When I first entered the cryptocurrency world, I found myself struggling in the quagmire of losses, with profits seeming like an elusive mirage. At that time, like most retail investors, I jumped headfirst into the wave of day trading. However, I quickly realized that this trading model resembled a capricious fog, with the dawn of profit hard to penetrate through the heavy gloom, and successful profit-makers were few and far between.
In contrast, medium-term or long-term trading is like a steady giant ship, demonstrating greater stability amidst the market's waves. However, the weakness of human nature—lack of patience—makes it difficult for most to steer this giant ship and persist through the long investment journey. In this unpredictable and challenging cryptocurrency market, if one wishes to stand firm and achieve stable profits, a meticulously crafted trading system is undoubtedly a powerful tool for investors; otherwise, they can only be eliminated by the merciless market waves.
A complete trading system can be distilled into core essence: decisive stop-loss actions without hesitation, maintaining composure while holding profitable positions, and skillfully using leverage to maximize profit and loss efficiency. It specifically covers the following six core points:
First, following the trend is the cornerstone. Utilizing the moving average as a simple yet effective tool, clearly delineate the bullish and bearish camps. When the price stands proudly above the moving average, decisively take long positions and never go against the trend; conversely, when the price sinks below the moving average, decisively take short positions, riding the market trend.
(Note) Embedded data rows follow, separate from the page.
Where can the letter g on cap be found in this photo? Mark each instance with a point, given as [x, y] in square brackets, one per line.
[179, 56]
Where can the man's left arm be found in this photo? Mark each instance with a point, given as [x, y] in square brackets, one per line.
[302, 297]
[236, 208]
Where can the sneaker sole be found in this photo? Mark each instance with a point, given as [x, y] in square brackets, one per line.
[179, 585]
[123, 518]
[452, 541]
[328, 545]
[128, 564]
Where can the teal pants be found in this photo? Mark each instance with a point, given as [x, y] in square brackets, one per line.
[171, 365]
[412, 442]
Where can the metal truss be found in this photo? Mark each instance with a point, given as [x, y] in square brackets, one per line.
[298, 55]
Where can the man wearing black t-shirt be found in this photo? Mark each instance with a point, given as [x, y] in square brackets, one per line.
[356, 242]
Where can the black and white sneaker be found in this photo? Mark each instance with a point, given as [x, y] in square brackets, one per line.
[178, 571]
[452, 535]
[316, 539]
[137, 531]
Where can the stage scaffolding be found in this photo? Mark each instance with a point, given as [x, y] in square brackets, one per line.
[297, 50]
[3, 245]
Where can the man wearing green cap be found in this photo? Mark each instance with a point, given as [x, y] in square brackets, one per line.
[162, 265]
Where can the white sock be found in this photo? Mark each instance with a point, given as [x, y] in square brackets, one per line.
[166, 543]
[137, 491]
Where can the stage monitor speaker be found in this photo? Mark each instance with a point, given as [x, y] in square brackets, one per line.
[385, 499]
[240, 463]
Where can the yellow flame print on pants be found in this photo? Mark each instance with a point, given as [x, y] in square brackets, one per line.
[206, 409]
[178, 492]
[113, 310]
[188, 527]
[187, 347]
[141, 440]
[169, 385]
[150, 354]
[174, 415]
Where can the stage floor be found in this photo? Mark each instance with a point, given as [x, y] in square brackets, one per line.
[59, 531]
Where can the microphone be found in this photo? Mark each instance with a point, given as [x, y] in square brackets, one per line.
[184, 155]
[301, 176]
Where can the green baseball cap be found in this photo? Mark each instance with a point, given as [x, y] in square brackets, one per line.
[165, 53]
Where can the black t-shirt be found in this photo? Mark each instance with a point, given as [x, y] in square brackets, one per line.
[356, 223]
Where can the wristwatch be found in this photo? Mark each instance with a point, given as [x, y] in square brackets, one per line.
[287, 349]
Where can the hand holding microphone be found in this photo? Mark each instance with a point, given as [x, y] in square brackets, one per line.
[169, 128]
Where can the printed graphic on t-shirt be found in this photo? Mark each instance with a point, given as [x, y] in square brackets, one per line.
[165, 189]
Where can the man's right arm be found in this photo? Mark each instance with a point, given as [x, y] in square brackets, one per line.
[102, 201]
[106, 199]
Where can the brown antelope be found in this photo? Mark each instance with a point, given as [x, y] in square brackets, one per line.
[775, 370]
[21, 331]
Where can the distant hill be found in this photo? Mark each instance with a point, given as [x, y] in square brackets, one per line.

Second, skillfully grasping the timing of position building. Within the framework of following the major trend, dare to act against the minor trend. At the moment of entry, meticulously calculate the potential risk-reward ratio, striving for a small stop-loss and a wide profit margin. Such opportunities often hide in the budding bottom or early stages of a trend, requiring investors to capture them with keen market insight.
Third, strict execution of stop-loss controls. Once the price breaches a key point, one must decisively cut losses without hesitation, and never harbor any hopes. Even if the price rebounds afterward, do not linger; calmly seek new entry opportunities. It is essential to understand that resisting positions and averaging down losses is akin to blindly wandering in the market minefield, which carries significant risks.